Mia poszła za nim i zobaczyła drewniane drzwi średniej wysokości z mosiężną klamką, którą Alex właśnie nacisnął. Przejście otworzyło się ukazując dużo zieleni i kawałek błękitnego nieba.
- Zapraszam - wampir wskazał na drzwi.
Elficzka przeszła koło Alexa i wyszła poza gruby, kamienny mur prosto w zielone krzaki. Zdziwiona przedarła się na obszerną łąkę z której widok był na Błękitną Lagunę. Mia odwróciła się, a jej oczom ukazał się mur zarośnięty krzakami bez przejścia.
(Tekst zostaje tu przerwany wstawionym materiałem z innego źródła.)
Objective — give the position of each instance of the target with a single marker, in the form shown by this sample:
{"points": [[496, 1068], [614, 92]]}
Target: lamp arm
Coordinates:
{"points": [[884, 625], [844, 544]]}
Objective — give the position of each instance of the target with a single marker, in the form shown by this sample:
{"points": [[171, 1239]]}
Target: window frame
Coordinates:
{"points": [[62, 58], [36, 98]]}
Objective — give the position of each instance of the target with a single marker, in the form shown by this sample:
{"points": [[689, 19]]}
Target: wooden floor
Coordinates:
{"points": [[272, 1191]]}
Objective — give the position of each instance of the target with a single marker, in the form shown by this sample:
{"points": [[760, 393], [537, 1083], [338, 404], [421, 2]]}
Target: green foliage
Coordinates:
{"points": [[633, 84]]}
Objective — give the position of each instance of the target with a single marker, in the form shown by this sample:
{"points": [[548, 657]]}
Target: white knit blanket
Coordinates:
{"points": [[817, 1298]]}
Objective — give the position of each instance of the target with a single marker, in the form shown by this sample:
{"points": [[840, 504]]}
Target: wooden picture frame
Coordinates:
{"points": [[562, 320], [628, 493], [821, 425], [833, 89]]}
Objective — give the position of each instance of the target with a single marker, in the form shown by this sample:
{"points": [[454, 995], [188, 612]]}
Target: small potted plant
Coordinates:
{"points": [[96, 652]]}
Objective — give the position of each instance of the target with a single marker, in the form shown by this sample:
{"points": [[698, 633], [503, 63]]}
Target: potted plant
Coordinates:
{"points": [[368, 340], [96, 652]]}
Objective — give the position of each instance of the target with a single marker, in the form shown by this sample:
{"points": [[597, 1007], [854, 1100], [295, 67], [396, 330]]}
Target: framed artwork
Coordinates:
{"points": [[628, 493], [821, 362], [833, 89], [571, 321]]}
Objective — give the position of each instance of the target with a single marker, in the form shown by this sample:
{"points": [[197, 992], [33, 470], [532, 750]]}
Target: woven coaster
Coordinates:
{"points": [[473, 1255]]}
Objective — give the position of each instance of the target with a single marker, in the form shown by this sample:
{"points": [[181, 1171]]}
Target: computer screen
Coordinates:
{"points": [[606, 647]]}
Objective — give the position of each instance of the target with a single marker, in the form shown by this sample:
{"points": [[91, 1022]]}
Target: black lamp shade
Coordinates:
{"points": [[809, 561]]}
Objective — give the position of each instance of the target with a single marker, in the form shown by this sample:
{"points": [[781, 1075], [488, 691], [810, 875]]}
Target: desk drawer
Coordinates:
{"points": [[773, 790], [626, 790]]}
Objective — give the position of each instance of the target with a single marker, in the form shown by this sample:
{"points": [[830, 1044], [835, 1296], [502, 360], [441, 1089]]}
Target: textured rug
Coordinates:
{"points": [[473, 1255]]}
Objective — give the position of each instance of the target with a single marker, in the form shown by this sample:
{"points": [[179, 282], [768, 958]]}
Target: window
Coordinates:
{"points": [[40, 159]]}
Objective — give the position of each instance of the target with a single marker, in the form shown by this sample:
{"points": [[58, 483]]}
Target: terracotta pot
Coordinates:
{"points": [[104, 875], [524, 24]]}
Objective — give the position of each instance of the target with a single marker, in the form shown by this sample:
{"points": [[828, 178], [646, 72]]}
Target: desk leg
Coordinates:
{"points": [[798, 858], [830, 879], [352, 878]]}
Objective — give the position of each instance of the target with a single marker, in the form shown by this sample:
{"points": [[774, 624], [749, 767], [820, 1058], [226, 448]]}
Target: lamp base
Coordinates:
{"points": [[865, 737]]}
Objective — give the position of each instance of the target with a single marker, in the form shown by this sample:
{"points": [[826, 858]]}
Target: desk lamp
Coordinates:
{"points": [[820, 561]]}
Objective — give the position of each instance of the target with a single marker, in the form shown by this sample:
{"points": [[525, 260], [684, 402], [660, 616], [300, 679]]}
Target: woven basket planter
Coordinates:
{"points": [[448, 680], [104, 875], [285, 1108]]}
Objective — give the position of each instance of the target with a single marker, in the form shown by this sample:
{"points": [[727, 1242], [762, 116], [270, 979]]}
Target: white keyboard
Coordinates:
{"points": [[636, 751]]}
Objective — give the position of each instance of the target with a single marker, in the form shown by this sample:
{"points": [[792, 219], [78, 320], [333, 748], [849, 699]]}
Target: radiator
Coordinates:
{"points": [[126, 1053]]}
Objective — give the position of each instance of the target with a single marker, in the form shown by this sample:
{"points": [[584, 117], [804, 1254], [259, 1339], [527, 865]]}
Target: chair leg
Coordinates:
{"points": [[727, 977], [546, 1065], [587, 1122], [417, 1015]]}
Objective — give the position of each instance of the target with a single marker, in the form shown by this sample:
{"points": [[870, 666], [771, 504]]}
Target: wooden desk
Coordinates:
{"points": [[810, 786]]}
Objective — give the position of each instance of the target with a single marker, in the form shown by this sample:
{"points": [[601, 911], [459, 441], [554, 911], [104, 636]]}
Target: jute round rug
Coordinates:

- I co teraz już wiesz skąd ta nazwa?! - zapytał z satysfakcjom.
- Nieźle - przyznała i ruszyła na przód - Jak tu pięknie!
- Jak mamy dość szarych budynków to przychodzimy tu odpocząć. To takie oderwanie się od rzeczywistości - powiedział Alexander przeczesując kruczoczarne włosy.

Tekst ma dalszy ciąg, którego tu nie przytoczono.